Besides new medical treatments, future advances in the management and prognosis from early esophageal cancers will depend on early detection by improved screening programs and better imaging modalities to help detect and stratify patients for optimal treatment. As optical biopsies are validated through histological comparison, these imaging modalities may eventually allow immediate diagnosis and therapy of neoplastic changes during ongoing endoscopy without the need for biopsies and delayed pathological confirmation. Clearly, no single imaging modality can address all issues for improved detection, staging, ablation, and follow-up of patients with early neoplastic lesions in the esophagus. But new advances of these novel imaging tools, including the introduction of more cost-effective, rapid, nonendoscopic swallowable capsules, and the potential for multimodal imaging, hold great promise in the detection and treatment of early esophageal cancers.

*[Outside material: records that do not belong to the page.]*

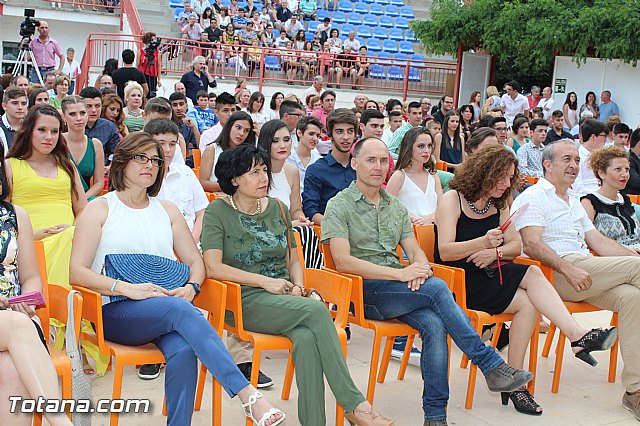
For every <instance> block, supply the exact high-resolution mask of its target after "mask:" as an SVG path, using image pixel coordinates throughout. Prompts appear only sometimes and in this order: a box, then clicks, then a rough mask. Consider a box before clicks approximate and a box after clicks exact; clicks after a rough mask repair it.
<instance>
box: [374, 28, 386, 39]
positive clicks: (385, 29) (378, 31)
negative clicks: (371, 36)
mask: <svg viewBox="0 0 640 426" xmlns="http://www.w3.org/2000/svg"><path fill="white" fill-rule="evenodd" d="M373 36H374V37H378V38H387V37H388V36H389V30H387V29H386V28H382V27H373Z"/></svg>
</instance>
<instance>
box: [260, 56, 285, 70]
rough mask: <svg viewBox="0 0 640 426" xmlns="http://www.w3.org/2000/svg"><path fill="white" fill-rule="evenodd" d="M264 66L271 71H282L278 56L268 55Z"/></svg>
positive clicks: (264, 62)
mask: <svg viewBox="0 0 640 426" xmlns="http://www.w3.org/2000/svg"><path fill="white" fill-rule="evenodd" d="M264 67H265V68H266V69H268V70H271V71H280V70H281V69H282V67H281V66H280V62H279V60H278V57H277V56H267V57H266V58H265V59H264Z"/></svg>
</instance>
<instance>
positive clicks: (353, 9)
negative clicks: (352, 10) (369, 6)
mask: <svg viewBox="0 0 640 426" xmlns="http://www.w3.org/2000/svg"><path fill="white" fill-rule="evenodd" d="M368 9H369V7H368V6H367V4H366V3H363V2H361V1H359V2H358V3H356V4H355V5H354V8H353V10H354V11H355V12H358V13H359V14H361V15H364V14H366V13H367V10H368Z"/></svg>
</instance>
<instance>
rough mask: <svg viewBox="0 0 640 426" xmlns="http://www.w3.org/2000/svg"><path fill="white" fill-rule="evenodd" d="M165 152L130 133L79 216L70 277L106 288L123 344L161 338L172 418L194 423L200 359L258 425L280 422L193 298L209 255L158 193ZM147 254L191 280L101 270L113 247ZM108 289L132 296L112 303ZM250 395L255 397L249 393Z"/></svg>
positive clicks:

Presently, success with these advanced tools requires training on the technical aspects of their use and recognition of their imaged features correlating to mucosal histopathology. The future is on the horizon to supplement or replace these requirements with computer-aided recognition, diagnostic, and ablative tools. Besides the augmented reality of the conventional endoscopic images in real time for accentuating neoplastic lesions, depth-resolved ultrastructural data may be used to direct focal ablation or allow computer-aided and automatized precise and optimized ablations to minimize bleeding, discomfort, formation of strictures, and recurrence. Overall, the key to improving the prognosis and management of early esophageal cancers is to develop and adopt such emerging imaging modalities for earlier detection of neoplastic lesions and guide treatment. This is particularly of relevance with the emergence of endoscopic esophagus-sparing endoscopic ablative techniques. Assessing the specific location, depth of involvement, and status of nodal metastasis, and identifying features correlated with neoplastic progression or incomplete treatment may help optimize treatment and decrease recurrence rates. Major driving forces will depend not only on their efficacy, but of practicality in time, cost, and impact on clinical management of esophageal neoplasias.